0 has a discontinuity here so:
$\int_{0}^{1} \frac{dx}{x\sqrt{4-x^2}}$
$\lim_{t\to 0} \int_{t}^{1} \frac{dx}{x\sqrt{4-x^2}}$

to make it short, i used trigo substitution:
and im having trouble with this part

$\lim_{t \to 0} \frac{1}{2} \ln(\frac{2}{x} - \frac{\sqrt{4-x^2}}{x}) \big|_{t}^{1}$

$\lim_{t \to 0} \frac{1}{2} (\ln(2-\sqrt{4-x}) - \ln(x)) \big|_{t}^{1}$

$=\frac{1}{2} \ln(2-\sqrt{4-1}) - \frac{1}{2}\ln(1) - \frac{1}{2}\ln(2-2) + \frac{1}{2}\ln(0)$

which is
$\frac{1}{2} \ln(2-\sqrt{4-1}) - \frac{1}{2}\ln(1) - \infty + \infty$

i am having trouble because its indeterminate:
but i do not know how LHR works with ln

help
and thank you so much for the help on the other one

My hardest and last problem about I.I. :

0 has a discontinuity here so:
$\int_{0}^{1} \frac{dx}{x\sqrt{4-x^2}}$
$\lim_{t\to 0} \int_{t}^{1} \frac{dx}{x\sqrt{4-x^2}}$

to make it short, i used trigo substitution:
and im having trouble with this part

$\lim_{t \to 0} \frac{1}{2} \ln(\frac{2}{x} - \frac{\sqrt{4-x^2}}{x}) \big|_{t}^{1}$

$\lim_{t \to 0} \frac{1}{2} (\ln(2-\sqrt{4-x}) - \ln(x)) \big|_{t}^{1}$

$=\frac{1}{2} \ln(2-\sqrt{4-1}) - \frac{1}{2}\ln(1) - \frac{1}{2}\ln(2-2) + \frac{1}{2}\ln(0)$

which is
$\frac{1}{2} \ln(2-\sqrt{4-1}) - \frac{1}{2}\ln(1) - \infty + \infty$

i am having trouble because its indeterminate:
but i do not know how LHR works with ln

help
and thank you so much for the help on the other one
i don't believe it is indeterminate, the limit just diverges.

if you leave it as $\lim_{t \to 0} \frac {1}{2} \left[ \ln \left| \frac {2 - \sqrt {4 - x^2}}{x} \right| \right]_{t}^{1}$

we have that $\lim_{t \to 0} \frac {2 - \sqrt {4 - t^2}}{t} = 0$

so the last term goes to ln0, which diverges.

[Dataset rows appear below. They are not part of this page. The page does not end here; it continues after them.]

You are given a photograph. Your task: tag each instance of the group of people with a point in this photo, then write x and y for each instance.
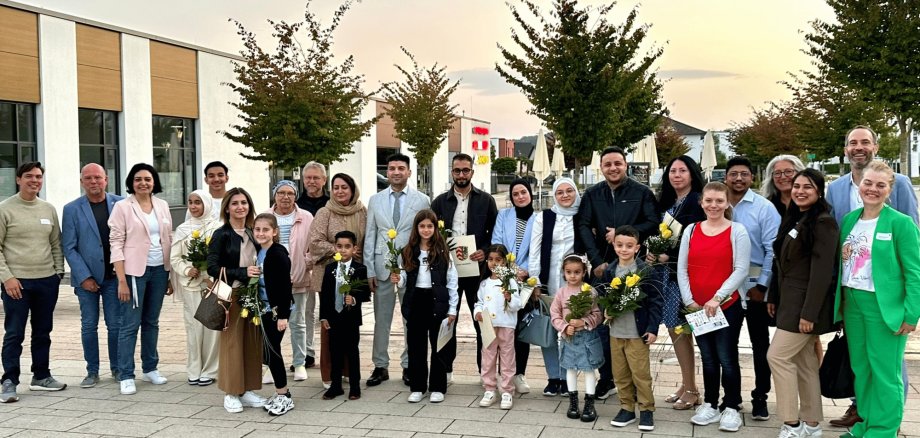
(796, 256)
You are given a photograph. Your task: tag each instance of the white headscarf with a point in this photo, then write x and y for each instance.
(204, 223)
(566, 211)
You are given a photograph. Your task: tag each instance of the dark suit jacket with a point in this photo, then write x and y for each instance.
(803, 284)
(327, 296)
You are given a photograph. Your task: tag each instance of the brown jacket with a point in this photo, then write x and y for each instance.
(804, 282)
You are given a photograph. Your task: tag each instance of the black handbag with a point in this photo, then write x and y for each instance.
(214, 312)
(836, 373)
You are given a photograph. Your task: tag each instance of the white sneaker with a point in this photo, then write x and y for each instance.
(252, 400)
(300, 374)
(488, 399)
(705, 415)
(788, 431)
(520, 385)
(128, 387)
(232, 404)
(730, 421)
(154, 377)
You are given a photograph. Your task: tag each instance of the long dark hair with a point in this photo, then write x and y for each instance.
(808, 217)
(666, 194)
(437, 248)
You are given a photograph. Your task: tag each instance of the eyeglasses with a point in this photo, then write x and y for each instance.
(788, 173)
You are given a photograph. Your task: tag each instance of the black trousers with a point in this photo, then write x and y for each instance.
(421, 333)
(271, 351)
(758, 322)
(343, 344)
(468, 287)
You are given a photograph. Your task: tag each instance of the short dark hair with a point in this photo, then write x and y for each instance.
(399, 157)
(27, 167)
(739, 160)
(129, 180)
(216, 164)
(628, 231)
(613, 150)
(345, 234)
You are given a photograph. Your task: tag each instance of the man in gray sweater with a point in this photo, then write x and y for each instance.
(31, 267)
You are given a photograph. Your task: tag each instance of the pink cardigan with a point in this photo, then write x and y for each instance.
(129, 237)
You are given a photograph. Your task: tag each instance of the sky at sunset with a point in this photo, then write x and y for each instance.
(721, 57)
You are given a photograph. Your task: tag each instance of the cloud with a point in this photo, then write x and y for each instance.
(484, 80)
(690, 74)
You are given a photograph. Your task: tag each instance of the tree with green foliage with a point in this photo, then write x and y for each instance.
(584, 76)
(296, 105)
(421, 110)
(872, 47)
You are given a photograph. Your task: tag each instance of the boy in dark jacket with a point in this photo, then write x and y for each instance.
(340, 312)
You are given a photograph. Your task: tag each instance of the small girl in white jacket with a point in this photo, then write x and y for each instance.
(502, 306)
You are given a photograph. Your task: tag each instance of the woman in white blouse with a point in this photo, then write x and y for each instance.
(552, 238)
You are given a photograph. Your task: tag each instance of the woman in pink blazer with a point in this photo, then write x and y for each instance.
(140, 238)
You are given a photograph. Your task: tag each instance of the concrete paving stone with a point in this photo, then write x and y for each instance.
(123, 427)
(415, 424)
(503, 430)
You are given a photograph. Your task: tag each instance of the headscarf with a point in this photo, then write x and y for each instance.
(523, 213)
(204, 223)
(566, 211)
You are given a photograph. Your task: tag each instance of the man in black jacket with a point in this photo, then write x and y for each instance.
(619, 200)
(467, 211)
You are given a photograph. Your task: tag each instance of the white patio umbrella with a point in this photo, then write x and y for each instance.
(708, 158)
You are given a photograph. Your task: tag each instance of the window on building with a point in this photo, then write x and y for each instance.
(17, 143)
(174, 157)
(99, 143)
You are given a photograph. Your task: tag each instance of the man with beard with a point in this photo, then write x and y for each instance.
(843, 195)
(466, 210)
(760, 218)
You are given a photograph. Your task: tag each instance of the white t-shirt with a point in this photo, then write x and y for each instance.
(857, 256)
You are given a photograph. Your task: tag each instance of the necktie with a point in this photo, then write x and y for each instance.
(396, 195)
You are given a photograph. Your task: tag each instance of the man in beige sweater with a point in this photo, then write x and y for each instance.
(31, 267)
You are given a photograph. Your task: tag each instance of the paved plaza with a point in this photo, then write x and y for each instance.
(179, 410)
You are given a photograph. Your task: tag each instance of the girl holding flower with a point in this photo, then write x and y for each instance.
(190, 279)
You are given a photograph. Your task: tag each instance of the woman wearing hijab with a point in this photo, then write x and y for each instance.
(343, 211)
(552, 238)
(189, 282)
(513, 228)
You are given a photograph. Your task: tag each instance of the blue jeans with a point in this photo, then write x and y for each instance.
(145, 315)
(719, 355)
(39, 296)
(89, 323)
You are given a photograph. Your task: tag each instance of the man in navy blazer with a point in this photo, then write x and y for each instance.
(85, 238)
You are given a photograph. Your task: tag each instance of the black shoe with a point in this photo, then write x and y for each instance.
(646, 421)
(378, 376)
(573, 411)
(602, 391)
(759, 410)
(624, 418)
(589, 414)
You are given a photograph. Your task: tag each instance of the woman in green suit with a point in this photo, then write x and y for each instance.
(880, 269)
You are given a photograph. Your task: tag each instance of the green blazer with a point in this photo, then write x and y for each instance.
(895, 267)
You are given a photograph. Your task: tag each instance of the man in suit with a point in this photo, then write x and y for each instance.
(341, 315)
(467, 210)
(393, 208)
(843, 194)
(85, 238)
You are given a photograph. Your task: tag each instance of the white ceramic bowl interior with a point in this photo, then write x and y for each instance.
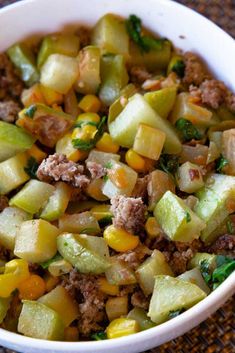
(188, 31)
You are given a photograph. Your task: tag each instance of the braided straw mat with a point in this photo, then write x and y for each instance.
(217, 333)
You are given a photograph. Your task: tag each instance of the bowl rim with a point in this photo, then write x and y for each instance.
(177, 326)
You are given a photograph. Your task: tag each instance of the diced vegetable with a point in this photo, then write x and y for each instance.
(57, 203)
(116, 307)
(36, 241)
(66, 44)
(154, 59)
(141, 317)
(59, 72)
(153, 266)
(122, 327)
(84, 259)
(184, 108)
(213, 198)
(124, 128)
(149, 141)
(59, 300)
(159, 182)
(119, 239)
(10, 220)
(119, 273)
(89, 70)
(47, 324)
(194, 276)
(184, 294)
(110, 35)
(121, 180)
(177, 220)
(33, 196)
(24, 60)
(189, 178)
(114, 77)
(12, 173)
(83, 222)
(162, 101)
(4, 306)
(46, 124)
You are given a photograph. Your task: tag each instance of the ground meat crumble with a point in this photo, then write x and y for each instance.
(57, 167)
(129, 213)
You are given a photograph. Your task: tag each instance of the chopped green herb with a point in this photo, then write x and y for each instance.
(187, 130)
(30, 111)
(87, 145)
(179, 68)
(32, 167)
(169, 163)
(220, 164)
(174, 313)
(229, 225)
(134, 29)
(99, 336)
(188, 217)
(46, 264)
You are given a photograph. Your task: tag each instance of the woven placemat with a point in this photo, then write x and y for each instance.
(217, 333)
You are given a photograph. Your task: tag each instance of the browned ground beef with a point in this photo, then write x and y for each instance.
(3, 202)
(85, 290)
(57, 167)
(139, 74)
(194, 70)
(129, 213)
(11, 85)
(9, 111)
(97, 170)
(224, 245)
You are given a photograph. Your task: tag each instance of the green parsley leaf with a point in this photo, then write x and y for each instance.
(88, 145)
(145, 43)
(220, 164)
(187, 130)
(179, 68)
(46, 264)
(99, 336)
(30, 111)
(32, 167)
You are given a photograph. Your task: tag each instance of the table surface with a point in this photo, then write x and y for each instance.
(216, 334)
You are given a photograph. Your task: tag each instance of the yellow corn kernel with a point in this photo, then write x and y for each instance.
(152, 227)
(51, 97)
(36, 153)
(119, 239)
(106, 287)
(122, 327)
(32, 95)
(101, 211)
(50, 282)
(118, 177)
(106, 144)
(88, 117)
(135, 161)
(71, 334)
(90, 103)
(32, 288)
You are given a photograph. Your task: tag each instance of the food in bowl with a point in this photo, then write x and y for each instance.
(117, 183)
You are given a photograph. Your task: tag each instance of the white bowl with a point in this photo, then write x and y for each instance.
(173, 21)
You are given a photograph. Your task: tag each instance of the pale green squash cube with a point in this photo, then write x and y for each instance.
(171, 294)
(11, 219)
(59, 300)
(33, 196)
(12, 173)
(177, 220)
(36, 241)
(39, 321)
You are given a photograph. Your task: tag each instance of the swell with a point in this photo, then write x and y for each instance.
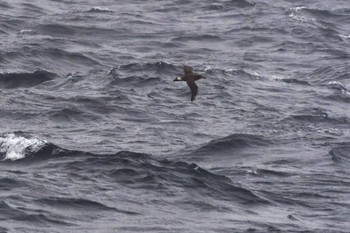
(129, 169)
(24, 79)
(231, 144)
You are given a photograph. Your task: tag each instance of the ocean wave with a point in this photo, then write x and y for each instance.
(17, 80)
(16, 146)
(341, 155)
(134, 170)
(231, 144)
(98, 9)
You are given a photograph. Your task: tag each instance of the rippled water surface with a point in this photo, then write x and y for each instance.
(96, 137)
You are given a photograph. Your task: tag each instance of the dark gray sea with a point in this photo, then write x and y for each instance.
(96, 137)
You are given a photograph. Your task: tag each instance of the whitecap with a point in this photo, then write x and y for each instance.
(17, 147)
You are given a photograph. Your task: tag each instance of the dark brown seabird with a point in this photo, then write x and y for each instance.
(190, 77)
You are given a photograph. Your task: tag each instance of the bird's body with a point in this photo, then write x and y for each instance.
(190, 79)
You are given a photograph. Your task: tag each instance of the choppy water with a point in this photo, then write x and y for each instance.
(96, 137)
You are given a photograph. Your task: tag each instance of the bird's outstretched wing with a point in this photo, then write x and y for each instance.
(194, 89)
(187, 70)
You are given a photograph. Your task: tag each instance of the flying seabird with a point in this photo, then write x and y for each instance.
(190, 77)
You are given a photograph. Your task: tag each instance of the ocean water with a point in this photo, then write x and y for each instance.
(96, 137)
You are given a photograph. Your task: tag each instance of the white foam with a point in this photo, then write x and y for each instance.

3. but the last term is $\ln \frac{2-\sqrt{4-0}}{0}$
$= \ln{\frac {0}{0}}$
or am i forgetting the rules of lims

but the last term is $\ln \frac{2-\sqrt{4-0}}{0}$
$= \ln{\frac {0}{0}}$
Recall that ln is continuous on its domain.

so $\lim_{t \to 0} \frac {1}{2} \ln \left| \frac {2 - \sqrt {4 - t^2}}{t} \right| = \frac {1}{2} \ln \left| \lim_{t \to 0} \frac {2 - \sqrt {4 - t^2}}{t} \right| = \frac {1}{2} \ln |0| \rightarrow - \infty$, when we subtract this, we add $\infty$, so we diverge (we can find that limit by L'Hopital's rule... though everyone around here hates it.

but the last term is $\ln \frac{2-\sqrt{4-0}}{0}$
$= \ln{\frac {0}{0}}$
or am i forgetting the rules of lims
As you appear to be simply and casually stuffing in the value that you shouldn't be stuffing in, there would be no other rational conclusion other than as you have stated it. You most certainly are forgetting the rules of limits.

Rule #1: The limiting value is NOT included in the limiting process. It might not even be in the Domain! Substitution is inappropriate. Don't do it.

Rule #2: If you later find the function to be continuous at the limiting value, ignore Rule #1 and go ahead with the substitution.